Although the days, (Holy week) leading up to Easter are deemed very sorrowful and sad in respect for the crucifixion, the celebrations that follow on Easter Sunday are colorful and lively with sumptuous feasts, drinking and dancing. Holy week is also a time for fasting and the Greek diet excludes meat, fish, (but not seafood), eggs, oil and dairy products. This fasting has actually begins seven weeks before Easter Sunday on “Clean Monday”.
HOLY THURSDAY

Holy Thursday marks a busy day for the women at home; distinctive aromas of freshly baked sweet Easter bread, “Tsoureki” and tasty biscuits, “Koulourakia” linger in kitchens throughout Greece, and women and children dye dozens of boiled eggs vivid red or an array of bright colors. The ruby red eggs symbolize the blood of Christ and also the renewal of life.
Holy Thursday is also a time for private and special prayers; it is a start of a two day traditional mourning, when most people of all ages go to church to light brown candles and to silently pray next to a symbolic representation of the crucifixion. Church services are held in the evening and many of the older women will even hold a night- time vigil.
HOLY FRIDAY
 
An aura of great sadness falls over Greek communities on Holy Friday as the steady death toll rings out all over the country. It is a day of deep mourning with flags at half-mast and a somber atmosphere prevails in many homes. During the afternoon church services, there is a re-enactment of the crucifixion where the figure of Christ is removed from the cross and placed in a shrine that has been decorated with flowers by women and children.

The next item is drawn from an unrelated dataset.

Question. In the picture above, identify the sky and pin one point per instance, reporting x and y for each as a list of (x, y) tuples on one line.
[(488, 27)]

Later in the evening, a subdued congregation follows the shrine, (representing Christ’s tomb) in a silent candlelit funeral procession as it is carried through the streets. The crowded procession stops on every corner in the neighborhood, while a priest announces that they are all mourning the death of Christ. On returning to church, everyone who attended the service receives a carnation or rose to take home.
HOLY SATURDAY
 
Holy Saturday is a day of last minute preparations for Easter Sunday’s celebrations. For example, the traditional Easter soup, Mayiritsa (which signifies that the forty day of fasting is finally over) is prepared from lamb offal ready to eat after the midnight church service. Special long decorated candles instead of the brown ones are used to celebrate Christ’s resurrection and all over the country anticipation mounts.
Late in the evening, crowds of people descend on the church for the most celebrated service in Greece. Then, just before midnight, the lights in the church are extinguished and the bells start to ring out the announcement that Christ has risen. Finally, a priest passes a single eternal flame from his candle to pass round the congregation and the dark sky overhead is lit up with fireworks. “Christos Anesti” – Christ has risen can be heard all around.
 
It is a tradition in Greece to carefully carry the eternal flame home to make a cross with black smoke over the top of the door, which is said to bless the house. After everyone has returned home, it is time for the Mayiritas soup and the red boiled eggs. However, first, each person has to see who has the strongest egg by smashing it together with their opponents.
EASTER SUNDAY
 
After the previous evening’s excitement and early morning meal, surprisingly, nearly everyone is up early on Easter Sunday. In most cases from the bright of dawn, grills are fired up and the traditional lamb or goat along with “Kokoretsi”, (seasoned lamb offal) is already turning slowly on the spit. Tables are prepared for a great feast and the aroma of roast meat wafts over the countryside and from the rooftops in the city. Loud Greek music drifts through the air and high-spirited Greeks are ready for eating, drinking, singing and dancing all afternoon at their family Easter celebration.